Before selecting a specific custody service provider, institutions should formally determine their target custody models and vendor strategies. As mentioned above, an outsourcing custody model is the best choice for institutional investors. However, even after choosing an outsourcing model, the vendor strategy still needs to be considered. Institutions should assess which functions and operational methods need to be retained, and compare them with the third parties they want to outsource to.

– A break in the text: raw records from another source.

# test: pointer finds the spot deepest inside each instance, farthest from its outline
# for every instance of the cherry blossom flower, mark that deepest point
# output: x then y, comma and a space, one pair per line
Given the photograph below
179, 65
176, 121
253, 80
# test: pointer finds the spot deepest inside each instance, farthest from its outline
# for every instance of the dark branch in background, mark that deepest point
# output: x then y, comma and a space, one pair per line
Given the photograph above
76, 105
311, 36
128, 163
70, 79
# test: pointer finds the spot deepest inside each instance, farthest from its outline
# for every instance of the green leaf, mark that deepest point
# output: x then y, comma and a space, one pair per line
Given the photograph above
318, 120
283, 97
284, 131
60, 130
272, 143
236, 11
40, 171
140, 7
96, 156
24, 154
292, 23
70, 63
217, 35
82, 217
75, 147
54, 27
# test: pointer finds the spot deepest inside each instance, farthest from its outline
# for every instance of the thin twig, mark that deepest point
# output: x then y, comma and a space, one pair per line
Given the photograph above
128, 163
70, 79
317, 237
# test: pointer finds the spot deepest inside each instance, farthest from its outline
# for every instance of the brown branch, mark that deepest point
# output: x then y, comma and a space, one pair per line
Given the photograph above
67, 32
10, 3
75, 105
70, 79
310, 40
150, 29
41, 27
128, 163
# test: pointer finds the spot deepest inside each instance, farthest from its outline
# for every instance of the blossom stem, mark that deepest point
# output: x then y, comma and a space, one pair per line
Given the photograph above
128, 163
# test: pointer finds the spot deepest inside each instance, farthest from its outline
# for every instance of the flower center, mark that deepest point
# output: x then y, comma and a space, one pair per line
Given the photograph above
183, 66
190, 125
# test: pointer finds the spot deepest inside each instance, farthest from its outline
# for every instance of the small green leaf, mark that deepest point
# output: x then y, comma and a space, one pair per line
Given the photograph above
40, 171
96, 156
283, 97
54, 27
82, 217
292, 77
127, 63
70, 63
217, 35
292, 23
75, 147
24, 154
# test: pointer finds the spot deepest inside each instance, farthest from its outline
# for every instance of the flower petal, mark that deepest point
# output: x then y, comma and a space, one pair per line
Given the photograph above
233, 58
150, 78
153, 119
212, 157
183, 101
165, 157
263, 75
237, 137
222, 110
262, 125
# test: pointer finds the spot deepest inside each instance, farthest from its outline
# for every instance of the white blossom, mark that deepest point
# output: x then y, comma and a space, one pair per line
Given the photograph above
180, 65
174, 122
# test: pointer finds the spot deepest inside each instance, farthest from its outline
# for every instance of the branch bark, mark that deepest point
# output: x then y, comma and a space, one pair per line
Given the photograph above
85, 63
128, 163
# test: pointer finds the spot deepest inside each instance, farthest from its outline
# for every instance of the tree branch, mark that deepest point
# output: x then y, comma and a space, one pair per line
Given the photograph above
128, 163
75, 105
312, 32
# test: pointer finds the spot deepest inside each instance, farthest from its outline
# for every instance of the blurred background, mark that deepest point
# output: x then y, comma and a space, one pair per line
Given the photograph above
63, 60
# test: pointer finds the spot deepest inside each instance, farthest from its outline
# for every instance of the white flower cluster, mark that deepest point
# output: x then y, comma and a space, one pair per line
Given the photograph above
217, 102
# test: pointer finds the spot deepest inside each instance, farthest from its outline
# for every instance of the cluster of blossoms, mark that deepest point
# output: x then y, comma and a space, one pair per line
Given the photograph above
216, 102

Factors to Consider When Looking for a Custodian:

When choosing a digital asset custodian, institutions should consider the following key factors:

  • Reputation: Evaluate the custodian’s market position and reputation based on its history and background

  • Custody and trade execution: Understand the custodian’s operating model, whether it provides additional security measures and transaction speed. For large exchanges that provide trading and custody services, it is necessary to ensure the secure storage of digital assets and the ability to quickly access these assets when needed

  • Compliance: Look for custodians with built-in compliance operations to reduce reputation risk. Check whether the custodian has been or is currently subject to regulatory investigations, and whether the custodian has obtained relevant regulatory certifications or licenses

  • IT and network security: Understand the custodian’s network security measures, including the security of hot wallets or cold wallets, as well as system compatibility and security features such as multi-signature

  • Service suitability: Evaluate whether the custodian’s business model meets your own needs, including the types of digital assets supported, preference for cold wallets or hot wallets, and business continuity

  • Commercial terms: Understand the custodian’s fee structure, including storage, deposit, and withdrawal fees, as well as the rights and obligations in the commercial terms, especially the legal rights in disputes and unpaid events

  • Ownership and legality: Understand the custodian’s legal structure and jurisdiction, and how these factors affect the management of digital assets

  • Financial stability: Evaluate the custodian’s financial strength and the feasibility of its business model, especially in terms of asset access when the custodian ceases operations. A custodian with a strong financial position, sufficient funds, and a viable business model can minimize obstacles in providing services

Summary

The digital asset industry is currently in a phase of rapid development and innovation, with Hong Kong being particularly prominent. Within the digital asset ecosystem, custodial services play a crucial role. As a result of bank failures and market volatility, more institutions are choosing to explore the digital asset space, and institutional-grade custodial solutions have become a strong market demand, aiming to help investors seize vast investment opportunities in a secure and controlled manner.

When designing operational models, institutional investors should have a holistic view and choose third-party providers for digital asset custody. Implementing appropriate digital asset custodial solutions is essential in order to capture market investment opportunities and prevent significant asset losses.